California’s labor market has become increasingly dependent on one sector: healthcare. Since 2020, healthcare employment in the state has steadily expanded while most non-healthcare industries have struggled to regain momentum.
The chart shows a dramatic divergence between healthcare and non-healthcare employment trends. By early 2026, cumulative healthcare employment growth reached roughly 26%, while non-healthcare sectors remained slightly negative overall.
That gap highlights a major structural shift in California’s economy. Industries once associated with the state’s growth, including technology, entertainment, and manufacturing, are no longer driving employment gains at the same pace.
Where the Largest Gains Happened
Healthcare employment initially dropped during the pandemic in 2020, falling close to 10% below baseline levels. However, the recovery was relatively quick and consistent.
By 2022, healthcare employment had fully recovered and moved into positive territory. Growth accelerated further through 2024 and 2025, eventually climbing above 20% cumulative growth.
Non-healthcare sectors experienced a much steeper decline during the pandemic, dropping nearly 18% at one point. Unlike healthcare, those industries never achieved a full recovery over the following years.
What the Mid-Range Trends Show
The most important pattern in the chart is not just healthcare growth. It is the widening separation between healthcare and everything else.
From 2023 onward, the two lines moved in completely different directions. Healthcare continued climbing while non-healthcare industries remained mostly flat.
This suggests California’s employment gains are becoming increasingly concentrated in care-related work. Without healthcare hiring, the broader state labor market would likely appear stagnant or slightly negative.
Why This Pattern Exists
Several forces are driving healthcare’s expansion. California has an aging population that requires more medical services, long-term care, and home-health assistance.
The state has also invested heavily in behavioral health programs, social assistance, and in-home supportive services. These areas require large numbers of workers across hospitals, clinics, and caregiving occupations.
Meanwhile, some traditionally high-paying industries have slowed. Technology firms reduced hiring after the post-pandemic boom, entertainment production weakened, and manufacturing employment remained under pressure.

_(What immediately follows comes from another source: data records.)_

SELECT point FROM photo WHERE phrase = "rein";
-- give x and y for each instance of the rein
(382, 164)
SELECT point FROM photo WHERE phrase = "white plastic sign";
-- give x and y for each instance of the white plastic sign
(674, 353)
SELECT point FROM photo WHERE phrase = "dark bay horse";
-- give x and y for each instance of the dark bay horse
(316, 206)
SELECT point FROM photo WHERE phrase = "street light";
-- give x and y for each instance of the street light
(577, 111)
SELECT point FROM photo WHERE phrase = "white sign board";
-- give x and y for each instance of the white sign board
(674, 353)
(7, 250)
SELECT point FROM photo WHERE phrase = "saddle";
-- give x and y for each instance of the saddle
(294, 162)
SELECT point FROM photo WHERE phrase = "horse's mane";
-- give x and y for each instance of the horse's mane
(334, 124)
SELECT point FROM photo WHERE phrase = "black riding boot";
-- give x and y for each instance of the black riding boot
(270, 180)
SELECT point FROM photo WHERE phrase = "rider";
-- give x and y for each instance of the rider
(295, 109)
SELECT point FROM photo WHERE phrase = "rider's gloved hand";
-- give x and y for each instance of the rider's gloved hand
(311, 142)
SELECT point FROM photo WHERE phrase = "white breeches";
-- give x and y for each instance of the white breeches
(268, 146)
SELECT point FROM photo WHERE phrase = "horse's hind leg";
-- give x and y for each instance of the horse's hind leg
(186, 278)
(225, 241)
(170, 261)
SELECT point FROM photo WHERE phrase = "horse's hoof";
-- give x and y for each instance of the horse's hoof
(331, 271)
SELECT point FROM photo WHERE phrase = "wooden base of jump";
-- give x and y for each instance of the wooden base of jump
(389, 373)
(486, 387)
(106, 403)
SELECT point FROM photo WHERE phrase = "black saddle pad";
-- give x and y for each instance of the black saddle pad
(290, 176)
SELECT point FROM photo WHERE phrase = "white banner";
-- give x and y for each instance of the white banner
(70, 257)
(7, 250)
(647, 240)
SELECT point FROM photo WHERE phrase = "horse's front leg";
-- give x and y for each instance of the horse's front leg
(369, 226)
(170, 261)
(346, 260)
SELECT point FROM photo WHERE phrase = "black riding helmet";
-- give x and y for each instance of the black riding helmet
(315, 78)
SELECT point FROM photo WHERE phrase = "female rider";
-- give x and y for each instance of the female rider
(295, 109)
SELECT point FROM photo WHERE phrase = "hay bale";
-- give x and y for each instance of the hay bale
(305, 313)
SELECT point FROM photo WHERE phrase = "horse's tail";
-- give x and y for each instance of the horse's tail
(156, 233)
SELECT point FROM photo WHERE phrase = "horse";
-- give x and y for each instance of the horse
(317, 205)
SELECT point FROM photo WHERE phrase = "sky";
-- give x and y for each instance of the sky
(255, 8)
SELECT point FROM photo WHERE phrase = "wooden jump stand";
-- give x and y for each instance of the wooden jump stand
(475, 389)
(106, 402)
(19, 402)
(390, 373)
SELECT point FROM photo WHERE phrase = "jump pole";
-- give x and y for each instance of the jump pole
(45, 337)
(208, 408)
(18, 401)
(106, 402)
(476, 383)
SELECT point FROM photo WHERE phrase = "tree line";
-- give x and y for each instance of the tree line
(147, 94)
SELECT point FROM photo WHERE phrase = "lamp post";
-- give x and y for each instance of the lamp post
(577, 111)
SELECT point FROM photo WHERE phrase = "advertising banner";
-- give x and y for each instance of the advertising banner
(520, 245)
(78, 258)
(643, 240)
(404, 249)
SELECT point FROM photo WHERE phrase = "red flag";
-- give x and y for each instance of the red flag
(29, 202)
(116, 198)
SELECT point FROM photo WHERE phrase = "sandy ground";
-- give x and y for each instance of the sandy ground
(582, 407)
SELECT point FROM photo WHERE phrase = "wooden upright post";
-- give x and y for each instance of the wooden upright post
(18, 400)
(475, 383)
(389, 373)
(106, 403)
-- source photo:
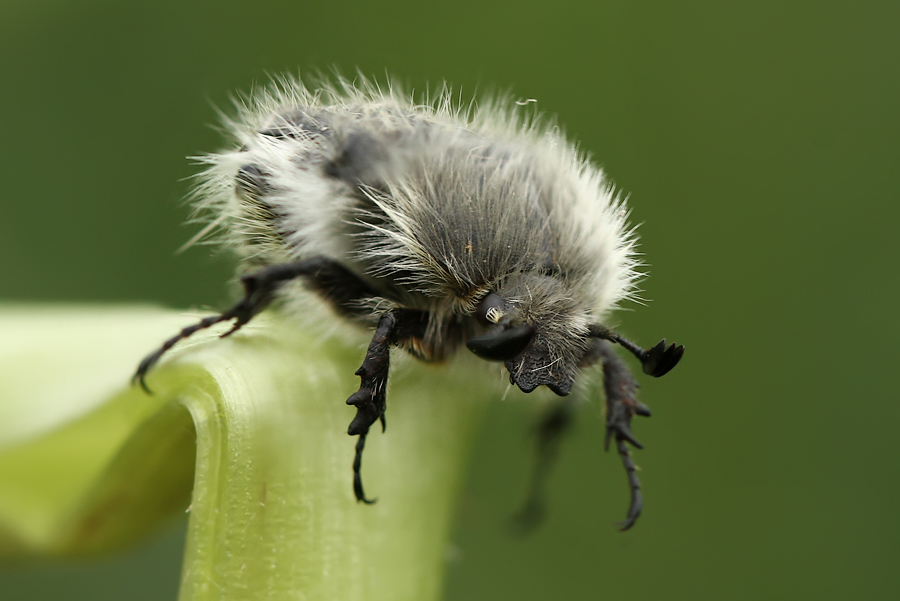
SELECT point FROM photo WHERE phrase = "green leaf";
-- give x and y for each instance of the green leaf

As a result, healthcare increasingly became the sector preventing broader labor-market weakness in California.
What This Means for Workers
The chart reflects a broader transformation in the American labor market. Stable employment growth is increasingly concentrated in healthcare and social assistance rather than in traditional white-collar industries.
For workers, this means healthcare careers may offer stronger long-term job security than many sectors that once dominated California’s economy.
At the same time, the shift raises concerns about wage quality. Many of the fastest-growing healthcare jobs are lower-paying support roles rather than high-income professional positions.
The broader takeaway is clear: California is still adding jobs, but much of that growth now depends on healthcare alone.
Dataset
Data Sources
The Wall Street Journal. (2026). Forget Tech and Hollywood. California Is Powered by Healthcare Jobs.
U.S. Bureau of Labor Statistics Employment Data. (2026). Current Employment Statistics (CES).
Economic Innovation Group (EIG). (2026). Analysis of California employment trends by sector.